Der populäre kurdischstämmige Arabesk-Sänger Mahsun Kirmizigül macht seit 2007 wirkmächtiges Action-Polit-Kino. In Personalunion als Regisseur, Drehbuchautor, Produzent und Schauspieler klagte er 2007 in „Weißer Engel“
(fd 38 482) die moralischen Defizite der modernen Türkei in Sachen Altenpflege an, 2009 folgte mit „Ich sah die Sonne“ ein Film über den türkisch-kurdischen Konflikt. Mit seiner dritten Regiearbeit wendet sich Kirmizigül nun der gegenwärtigen Mutter aller Politthemen zu: dem christlich-muslimischen Konflikt, der Definition des „Heiligen Krieges“ und den Irrwegen des radikalen Islamismus. Dabei setzt „Fünf Minarette in New York“ von Anfang an auf Action. Nachdem ein linksliberaler Journalist durch eine Autobombe ums Leben gekommen ist, begleitet die Kamera eine Spezialeinheit der türkischen Polizei bei der Razzia in einem Islamisten-Hauptquartier. Die Polizeiaktion im Herzen Istanbuls ist Teil eines paramilitärischen Konflikts, der von beiden Seiten nicht nur mit modernen Waffen und brutalen Verhör- und Rachemethoden, sondern auch mit einem gut organisierten Spitzel- und Infiltrantennetz geführt wird. Ein Einstieg, bei dem es Kirmizigül ordentlich krachen lässt; mal mit Pyrotechnik, in den Gegenschnitten mit monumentalen Bildarrangements sich ekstatisch hin- und herwiegender Derwisch-Prediger oder der martialischen Massenvereidigung junger Polizeibeamter.
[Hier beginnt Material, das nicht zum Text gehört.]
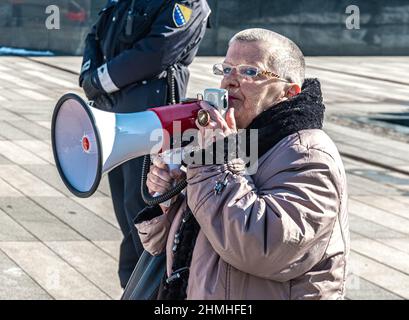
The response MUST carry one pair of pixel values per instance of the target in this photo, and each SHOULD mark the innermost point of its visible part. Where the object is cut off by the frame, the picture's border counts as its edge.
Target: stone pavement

Solch durchaus beeindruckender stilistischer Maximalismus wird allerdings zum Vehikel einer ethischen Wucht, mit dem das Drehbuch seine Schauspieler und den Zuschauer in den Würgegriff nimmt. Als das FBI in New York den mutmaßlichen Drahtzieher des islamistischen Netzwerks ausmacht, werden zwei Elitepolizisten, der kurdischstämmige Firat (gespielt von Kirmizigül selbst) und der aus Istanbul stammende Acar, in die USA geschickt, um den Verdächtigen in die Türkei zu überführen. Doch bei dem Verhafteten scheint es sich um den falschen Mann zu handeln: Der tief gläubige Hadjii Gümüs legt den Koran als Anleitung zur religiösen Toleranz aus und lebt diese auch gemeinsam mit seiner christlichen Ehefrau Maria. Im folgenden entwickelt Kirmizigül eine Diskussion über Religion, Toleranz und US-amerikanische Paranoia nach dem 11. September – politisch korrekt, aber dramaturgisch in der Sackgasse. „Fünf Minarette in New York“ ist eher Manifest als ein Film, wuchtiges Überzeugungskino bar aller psychologischen Finesse. Der Titel lehnt sich an das türkische Volkslied „Fünf Minarette in Bitlis“ an, und dort, im kurdisch geprägten Südosten der Türkei, endet der Film denn auch. Nachdem sich herausstellt, dass Gümüs unschuldig ist, besucht er mit den beiden Elitepolizisten seine Heimatstadt, die er 1973 verlassen musste, nachdem der Verdacht eines Fehdemordes auf ihn gefallen war. Das Opfer war damals der Vater des Polizisten Firat – der den Terrorismusverdacht bewusst herbeimanipulierte, um Gümüs in die Türkei zu bringen und der Rache seiner Familie auszuliefern. So schlägt Kirmizigül einen weiteren moralischen Haken, erklärt in einem pathetischen Schlussakkord die kurdische Blutrachetradition zum finalen Eckpunkt seines genauso überkontinentalen wie überdeutlichen Kreuzzugs für Frieden und Gerechtigkeit. Damit wird die große Politik zur Kulisse einer Familienfehde. Ein Motiv, das wiederum auf die Interpretation der aktuellen Glaubenskriege als Bruderzwist zwischen den Anhängern der monotheistischen Religionen verweist.